A “Horizontal Enabling Layer”

Recent comments from Amazon CEO Jeff Bezos helps one understand the company’s ongoing effort to push AI services beyond just Alexa. In a recent interview at the Internet Association gala, he shared his thoughts on AI (per GeekWire):

“Machine learning and AI is a horizontal enabling layer. It will empower and improve every business, every government organization, every philanthropy — basically, there’s no institution in the world that cannot be improved with machine learning. At Amazon, some of the things we’re doing are superficially obvious, and they’re interesting, and they’re cool. And you should pay attention. I’m thinking of things like Alexa and Echo, our voice assistant, I’m thinking about our autonomous Prime Air delivery drones. Those things use a tremendous amount of machine learning, machine vision systems, natural language understanding and a bunch of other techniques”.

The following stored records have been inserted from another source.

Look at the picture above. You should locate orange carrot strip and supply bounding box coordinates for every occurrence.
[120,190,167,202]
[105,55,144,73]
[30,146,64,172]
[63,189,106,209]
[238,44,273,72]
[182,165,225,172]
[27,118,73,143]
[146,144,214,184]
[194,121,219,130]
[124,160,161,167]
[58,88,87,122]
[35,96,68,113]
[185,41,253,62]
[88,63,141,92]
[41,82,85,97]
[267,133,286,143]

“But those are kind of the showy ones. I would say, a lot of the value that we’re getting from machine learning is actually happening beneath the surface. It is things like improved search results. Improved product recommendations for customers. Improved forecasting for inventory management. Literally hundreds of other things beneath the surface.”

While Bezos points to the voice assistant tech in Alexa and Echo, he also gives a nod to machine vision. He describes all of these technologies as a “horizontal enabling layer.” What does he mean by this? In short, he is describing AI as a technology that is broadly applicable to almost every application, whether enterprise or consumer, and how the addition of which can add immense value to the end product.

With Alexa, Amazon was able to show, not tell, about that value of voice control. That is very powerful. I am sure they hope that, in a similar way, the Echo Look and Show can act as ambassadors for computer vision to the broader world. And while we may not witness the same kind of explosive adoption of Amazon powered computer vision AI as we did with Alexa,  in part because there are already a number of products that do basic image analysis using AI (such as Closeli) in the market, I do believe that Amazon can raise the awareness about how image recognition and detection AI enhance a variety of smart home and consumer use-cases.

Can Amazon Overcome The Creep Factor?

One last caveat: inward facing cameras in the home have plateaued in recent years, while outward facing security cameras like the Ring and Arlo have flown off shelves. The reason for this is people want to know what’s going on outside their home, but they don’t want people – including potential hackers – seeing what’s going on inside. With all the stories of security vulnerabilities, who can blame them?

While Amazon seems unbothered by this, it remains to be seen if their new interest in video AI will see any pushback from consumers.

Only time – and maybe Alexa – will tell.